Oude Testament

Nieuwe Testament

Exodus 26:9-22 NBG-vertaling 1951 (NBG51)

9. Gij zult vijf van de tentkleden afzonderlijk verbinden en zes van de tentkleden afzonderlijk, en gij zult het zesde tentkleed dubbel leggen, aan de voorkant van de tent.

10. Gij zult vijftig lussen maken op de rand van het ene tentkleed, het laatste aan het ene stel, en vijftig lussen op de rand van het tentkleed, aan het andere stel.

11. Gij zult vijftig koperen haken maken en de haken in de lussen steken en de tent samenvoegen, zodat zij één geheel is.

12. Wat het overhangende betreft, dat overhangt aan de tentkleden der tent, de helft van het overhangende tentkleed zal overhangen aan de achterkant van de tabernakel.

13. Een el aan deze zijde en een el aan gene zijde van wat overhangt in de lengte van de tentkleden der tent zal overhangen aan de zijde van de tabernakel, aan deze en aan gene zijde, om haar te bedekken.

14. Ook zult gij een dekkleed voor de tent maken van roodgeverfde ramsvellen, en een dekkleed van tachasvellen daaroverheen.
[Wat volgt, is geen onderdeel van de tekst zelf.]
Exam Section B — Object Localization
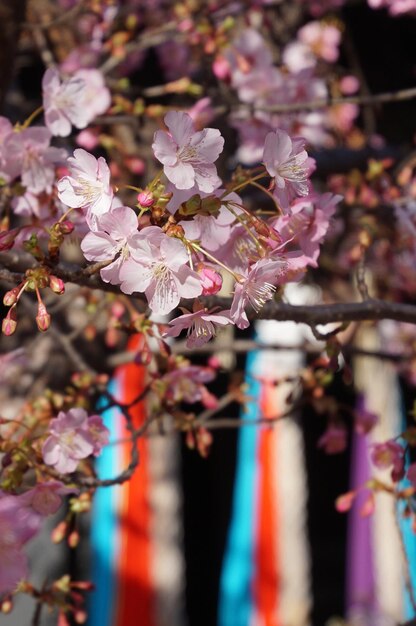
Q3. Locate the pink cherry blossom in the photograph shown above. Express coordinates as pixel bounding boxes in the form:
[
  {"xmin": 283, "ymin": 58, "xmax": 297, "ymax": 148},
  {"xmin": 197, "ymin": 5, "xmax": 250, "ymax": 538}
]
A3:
[
  {"xmin": 263, "ymin": 130, "xmax": 309, "ymax": 209},
  {"xmin": 298, "ymin": 21, "xmax": 341, "ymax": 63},
  {"xmin": 152, "ymin": 111, "xmax": 224, "ymax": 193},
  {"xmin": 120, "ymin": 226, "xmax": 202, "ymax": 315},
  {"xmin": 42, "ymin": 68, "xmax": 91, "ymax": 137},
  {"xmin": 160, "ymin": 365, "xmax": 216, "ymax": 404},
  {"xmin": 230, "ymin": 259, "xmax": 287, "ymax": 329},
  {"xmin": 197, "ymin": 263, "xmax": 222, "ymax": 296},
  {"xmin": 2, "ymin": 126, "xmax": 67, "ymax": 194},
  {"xmin": 0, "ymin": 492, "xmax": 41, "ymax": 594},
  {"xmin": 165, "ymin": 309, "xmax": 232, "ymax": 348},
  {"xmin": 42, "ymin": 408, "xmax": 107, "ymax": 474},
  {"xmin": 58, "ymin": 148, "xmax": 114, "ymax": 227},
  {"xmin": 81, "ymin": 206, "xmax": 143, "ymax": 285},
  {"xmin": 371, "ymin": 439, "xmax": 404, "ymax": 480},
  {"xmin": 273, "ymin": 193, "xmax": 342, "ymax": 267}
]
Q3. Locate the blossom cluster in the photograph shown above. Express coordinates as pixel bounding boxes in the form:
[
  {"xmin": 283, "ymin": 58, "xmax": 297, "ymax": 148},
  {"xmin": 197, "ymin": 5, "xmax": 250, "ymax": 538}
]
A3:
[{"xmin": 46, "ymin": 111, "xmax": 340, "ymax": 345}]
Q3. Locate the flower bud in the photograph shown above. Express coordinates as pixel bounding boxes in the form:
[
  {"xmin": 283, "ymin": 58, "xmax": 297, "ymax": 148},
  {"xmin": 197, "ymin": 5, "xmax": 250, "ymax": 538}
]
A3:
[
  {"xmin": 71, "ymin": 580, "xmax": 95, "ymax": 591},
  {"xmin": 36, "ymin": 302, "xmax": 51, "ymax": 332},
  {"xmin": 49, "ymin": 275, "xmax": 65, "ymax": 296},
  {"xmin": 59, "ymin": 220, "xmax": 75, "ymax": 235},
  {"xmin": 1, "ymin": 304, "xmax": 17, "ymax": 337},
  {"xmin": 3, "ymin": 287, "xmax": 20, "ymax": 306},
  {"xmin": 51, "ymin": 522, "xmax": 68, "ymax": 543},
  {"xmin": 67, "ymin": 530, "xmax": 79, "ymax": 548},
  {"xmin": 137, "ymin": 191, "xmax": 155, "ymax": 208},
  {"xmin": 0, "ymin": 596, "xmax": 13, "ymax": 615},
  {"xmin": 0, "ymin": 228, "xmax": 19, "ymax": 252},
  {"xmin": 74, "ymin": 609, "xmax": 88, "ymax": 624},
  {"xmin": 197, "ymin": 265, "xmax": 222, "ymax": 296}
]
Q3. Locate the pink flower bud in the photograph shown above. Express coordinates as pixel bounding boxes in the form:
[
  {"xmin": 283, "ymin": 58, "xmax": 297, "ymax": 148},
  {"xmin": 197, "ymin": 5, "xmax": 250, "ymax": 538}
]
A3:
[
  {"xmin": 60, "ymin": 220, "xmax": 75, "ymax": 235},
  {"xmin": 67, "ymin": 530, "xmax": 79, "ymax": 548},
  {"xmin": 0, "ymin": 228, "xmax": 19, "ymax": 252},
  {"xmin": 1, "ymin": 305, "xmax": 17, "ymax": 337},
  {"xmin": 196, "ymin": 428, "xmax": 213, "ymax": 459},
  {"xmin": 125, "ymin": 157, "xmax": 145, "ymax": 176},
  {"xmin": 197, "ymin": 265, "xmax": 222, "ymax": 296},
  {"xmin": 49, "ymin": 275, "xmax": 65, "ymax": 295},
  {"xmin": 212, "ymin": 56, "xmax": 230, "ymax": 80},
  {"xmin": 36, "ymin": 302, "xmax": 51, "ymax": 332},
  {"xmin": 76, "ymin": 128, "xmax": 99, "ymax": 152},
  {"xmin": 208, "ymin": 355, "xmax": 221, "ymax": 370},
  {"xmin": 74, "ymin": 609, "xmax": 88, "ymax": 624},
  {"xmin": 51, "ymin": 522, "xmax": 68, "ymax": 543},
  {"xmin": 406, "ymin": 463, "xmax": 416, "ymax": 487},
  {"xmin": 71, "ymin": 580, "xmax": 95, "ymax": 591},
  {"xmin": 137, "ymin": 191, "xmax": 155, "ymax": 208},
  {"xmin": 360, "ymin": 493, "xmax": 376, "ymax": 517},
  {"xmin": 335, "ymin": 491, "xmax": 356, "ymax": 513},
  {"xmin": 0, "ymin": 596, "xmax": 13, "ymax": 615},
  {"xmin": 201, "ymin": 387, "xmax": 218, "ymax": 409},
  {"xmin": 3, "ymin": 287, "xmax": 20, "ymax": 306}
]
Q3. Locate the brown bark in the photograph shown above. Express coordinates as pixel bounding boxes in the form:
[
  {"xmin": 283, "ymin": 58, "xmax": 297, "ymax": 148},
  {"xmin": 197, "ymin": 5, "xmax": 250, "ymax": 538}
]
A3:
[{"xmin": 0, "ymin": 0, "xmax": 26, "ymax": 109}]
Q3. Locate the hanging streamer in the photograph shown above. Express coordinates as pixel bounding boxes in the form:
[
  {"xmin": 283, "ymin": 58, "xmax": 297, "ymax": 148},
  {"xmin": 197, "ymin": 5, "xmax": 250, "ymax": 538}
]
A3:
[
  {"xmin": 89, "ymin": 337, "xmax": 185, "ymax": 626},
  {"xmin": 218, "ymin": 312, "xmax": 310, "ymax": 626}
]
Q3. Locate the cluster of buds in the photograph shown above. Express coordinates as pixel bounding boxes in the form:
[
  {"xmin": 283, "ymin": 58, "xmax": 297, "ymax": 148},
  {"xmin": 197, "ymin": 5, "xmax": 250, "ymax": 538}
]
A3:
[
  {"xmin": 48, "ymin": 220, "xmax": 74, "ymax": 260},
  {"xmin": 2, "ymin": 267, "xmax": 65, "ymax": 336}
]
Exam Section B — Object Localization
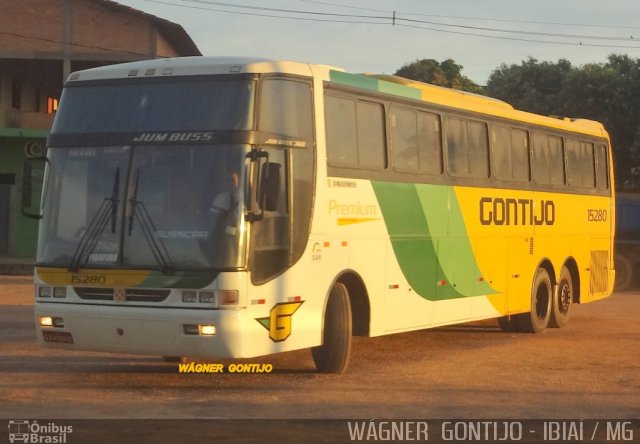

15. Gij zult de planken voor de tabernakel maken van acaciahout, rechtopstaande;

16. tien el zal een plank lang zijn en anderhalve el breed.

17. Elke plank zal twee tappen hebben, zodat zij aan elkaar kunnen worden verbonden; zo zult gij met al de planken van de tabernakel doen.

18. Gij zult de planken voor de tabernakel maken, twintig planken aan de zuidkant.

19. En veertig zilveren voetstukken zult gij maken onder de twintig planken, twee voetstukken onder de ene plank voor haar beide tappen, en twee voetstukken onder de andere plank voor haar beide tappen.

20. Evenzo voor de andere zijde van de tabernakel aan de noordkant twintig planken

21. met veertig zilveren voetstukken: twee voetstukken onder de ene plank en twee voetstukken onder de andere plank.

22. Voor de achterzijde van de tabernakel aan de westkant zult gij zes planken maken.